4 Replies Latest reply on Jan 31, 2007 2:21 PM by adrian.brock

    Class dependencies

    bill.burke

      Yet another thing from Seam.

      Seam components can state that if a certain class is not in the classpath, then don't deploy them. Sound like an interesting feature?

      <bean name="foo" class="org.drools.Shit" load-if-class-not-available="false"/>
      


      I think this is another example of the "ON DEMAND" mode except that the user turns off the bean by removing "drools" from the classpath.

        • 1. Re: Class dependencies
          starksm64

          Somewhat, but then how is this reflected in the profile and exposed via management interfaces?
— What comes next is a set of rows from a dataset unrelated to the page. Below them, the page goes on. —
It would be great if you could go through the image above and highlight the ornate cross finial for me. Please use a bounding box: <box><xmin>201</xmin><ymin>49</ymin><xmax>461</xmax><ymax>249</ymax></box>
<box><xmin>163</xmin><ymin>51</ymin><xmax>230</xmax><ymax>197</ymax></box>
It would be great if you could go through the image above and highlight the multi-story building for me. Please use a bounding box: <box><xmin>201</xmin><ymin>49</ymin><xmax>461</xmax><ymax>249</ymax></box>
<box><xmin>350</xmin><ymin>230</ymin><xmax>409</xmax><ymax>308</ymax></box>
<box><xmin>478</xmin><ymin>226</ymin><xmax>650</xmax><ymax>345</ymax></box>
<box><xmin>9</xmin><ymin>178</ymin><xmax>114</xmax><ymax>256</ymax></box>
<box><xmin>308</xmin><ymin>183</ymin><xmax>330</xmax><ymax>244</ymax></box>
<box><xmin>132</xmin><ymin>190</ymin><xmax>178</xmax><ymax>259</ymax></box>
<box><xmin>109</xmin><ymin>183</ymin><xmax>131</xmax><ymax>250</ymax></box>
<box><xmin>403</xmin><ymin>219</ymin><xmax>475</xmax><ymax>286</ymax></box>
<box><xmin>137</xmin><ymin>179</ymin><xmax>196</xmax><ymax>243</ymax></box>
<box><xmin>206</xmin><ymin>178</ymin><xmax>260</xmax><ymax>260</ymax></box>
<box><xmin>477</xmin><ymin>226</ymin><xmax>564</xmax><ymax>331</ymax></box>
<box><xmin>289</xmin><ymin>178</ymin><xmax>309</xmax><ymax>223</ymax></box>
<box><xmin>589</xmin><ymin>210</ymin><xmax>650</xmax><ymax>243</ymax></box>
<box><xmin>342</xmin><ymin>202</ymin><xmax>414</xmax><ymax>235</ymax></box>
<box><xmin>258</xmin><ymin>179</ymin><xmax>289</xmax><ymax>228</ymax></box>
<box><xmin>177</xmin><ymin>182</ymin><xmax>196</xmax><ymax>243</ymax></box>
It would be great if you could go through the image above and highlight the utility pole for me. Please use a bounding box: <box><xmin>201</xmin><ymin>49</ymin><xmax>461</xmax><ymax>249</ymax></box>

Its hard to deal with something that does not exist. There would have to be some unresolved bean notion that does not fail a deployment when its validated.

          • 2. Re: Class dependencies

            This has the same problem as the precedence.

            When do you check that the class is available?

            Under hotdeployment, the class could be added later and even removed and
            redeployed.

            When classloading dependencies are implemented (needs integration
            between the classloader and the kernel - see other discussions)
            a better feature might be to say:

            <bean ... class="org.drools.Shit" optional="true"/>
            


            So if the class doesn't exist we don't report it as a missing dependency.
            We just don't start the bean until somebody deploys the class.

            This would also extend to other dependencies, not just classes.

            • 3. Re: Class dependencies
              bill.burke

              don't you have the same issue with "On Demand" stuff?

              • 4. Re: Class dependencies

                No because "On Demand" doesn't "On Undemand". :-)

                If somebody references the bean we deploy it, but we don't undeploy it
                when it is de-referenced.

                That is mainly because it would wasted effort if the referencer is just redeloying.

                For class dependencies the issue is different. You have to redeploy if the class changes
                or undeploy if the class is removed.

                It's not difficult, the semantics are just a bit more exacting.